2. The present study analyzed
morphological changes in motoneurons distal to the lesion site from rats with
or without progesterone treatment. We employed electron microscopy to study
changes in nucleus and cytoplasm and immunohistochemistry for the microtubule-associated
protein 2 (MAP2) for changes in cytoskeleton.
3. After spinal cord injury, the
nucleoplasm appeared more finely dispersed resulting in reduced electron
opacity and the nucleus adopted an eccentric position. Changes of perikarya
included dissolution of Nissl bodies and dissociation of polyribosomes
(chromatolysis). After progesterone treatment for 3 days, the deafferented
motoneurons now presented a clumped nucleoplasm, a better-preserved rough
endoplasmic reticulum and absence of chromatolysis.
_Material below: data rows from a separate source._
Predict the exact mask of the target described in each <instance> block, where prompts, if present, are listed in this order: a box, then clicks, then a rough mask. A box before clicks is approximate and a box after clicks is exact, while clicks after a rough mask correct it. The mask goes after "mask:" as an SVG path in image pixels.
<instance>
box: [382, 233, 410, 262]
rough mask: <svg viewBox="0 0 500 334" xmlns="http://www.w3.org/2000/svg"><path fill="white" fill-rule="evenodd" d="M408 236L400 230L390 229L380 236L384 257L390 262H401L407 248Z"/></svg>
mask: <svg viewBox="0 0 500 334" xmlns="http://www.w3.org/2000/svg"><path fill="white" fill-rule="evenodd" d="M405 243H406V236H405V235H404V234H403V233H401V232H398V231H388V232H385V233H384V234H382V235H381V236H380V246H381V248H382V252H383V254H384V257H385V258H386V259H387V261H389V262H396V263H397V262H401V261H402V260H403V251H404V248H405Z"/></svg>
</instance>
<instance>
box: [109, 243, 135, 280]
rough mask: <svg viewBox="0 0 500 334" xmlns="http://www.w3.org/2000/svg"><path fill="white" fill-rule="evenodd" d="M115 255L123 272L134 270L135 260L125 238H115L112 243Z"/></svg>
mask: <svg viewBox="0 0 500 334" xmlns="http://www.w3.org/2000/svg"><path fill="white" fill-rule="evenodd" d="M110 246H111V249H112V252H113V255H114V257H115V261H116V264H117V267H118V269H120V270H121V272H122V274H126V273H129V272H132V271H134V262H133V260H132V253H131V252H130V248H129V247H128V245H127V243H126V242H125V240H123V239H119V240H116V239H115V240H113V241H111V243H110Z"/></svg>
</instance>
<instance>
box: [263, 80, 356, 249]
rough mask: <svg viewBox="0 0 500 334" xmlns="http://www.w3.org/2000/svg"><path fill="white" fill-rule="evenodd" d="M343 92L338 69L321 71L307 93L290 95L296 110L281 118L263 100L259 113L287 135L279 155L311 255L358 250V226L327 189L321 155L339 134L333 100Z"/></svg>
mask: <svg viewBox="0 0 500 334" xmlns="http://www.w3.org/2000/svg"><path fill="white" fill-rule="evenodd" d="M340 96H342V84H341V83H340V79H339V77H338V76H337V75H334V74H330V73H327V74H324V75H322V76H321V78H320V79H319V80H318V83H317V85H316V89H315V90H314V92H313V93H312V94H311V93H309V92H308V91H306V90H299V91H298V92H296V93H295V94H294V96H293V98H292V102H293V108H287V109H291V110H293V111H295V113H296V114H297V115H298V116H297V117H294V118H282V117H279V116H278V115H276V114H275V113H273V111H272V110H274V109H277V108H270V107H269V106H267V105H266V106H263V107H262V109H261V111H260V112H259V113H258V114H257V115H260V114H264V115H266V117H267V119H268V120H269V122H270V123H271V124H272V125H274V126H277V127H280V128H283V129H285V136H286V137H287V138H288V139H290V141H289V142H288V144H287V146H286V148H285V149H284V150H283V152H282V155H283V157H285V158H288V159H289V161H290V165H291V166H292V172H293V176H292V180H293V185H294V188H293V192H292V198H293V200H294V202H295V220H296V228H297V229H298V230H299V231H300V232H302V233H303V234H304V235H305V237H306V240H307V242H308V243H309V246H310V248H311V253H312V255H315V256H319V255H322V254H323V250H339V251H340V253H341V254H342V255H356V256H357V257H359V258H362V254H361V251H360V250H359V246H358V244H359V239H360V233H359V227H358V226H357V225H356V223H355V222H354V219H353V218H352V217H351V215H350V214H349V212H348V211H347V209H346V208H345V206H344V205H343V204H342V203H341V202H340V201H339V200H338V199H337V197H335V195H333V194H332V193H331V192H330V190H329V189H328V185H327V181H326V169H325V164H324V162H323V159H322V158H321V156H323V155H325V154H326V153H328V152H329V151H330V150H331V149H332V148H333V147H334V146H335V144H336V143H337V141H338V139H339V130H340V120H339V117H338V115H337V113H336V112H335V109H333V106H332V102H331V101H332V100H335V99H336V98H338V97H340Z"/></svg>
Progesterone partially
prevented development of nuclear eccentricity. Whereas 50% of injured
motoneurons showed nuclear eccentricity, only 16% presented this phenotype
after receiving progesterone. Additionally, injured rats showed reduced
immunostaining for MAP2 in dendrites, pointing to cytoskeleton abnormalities,
whereas progesterone treatment attenuated the injury-induced loss of MAP2.
4. Our data indicated that
progesterone maintained in part neuronal ultrastructure, attenuated
chromatolysis, and preclude the loss of MAP2, suggesting a protective effect
during the early phases of spinal cord injury.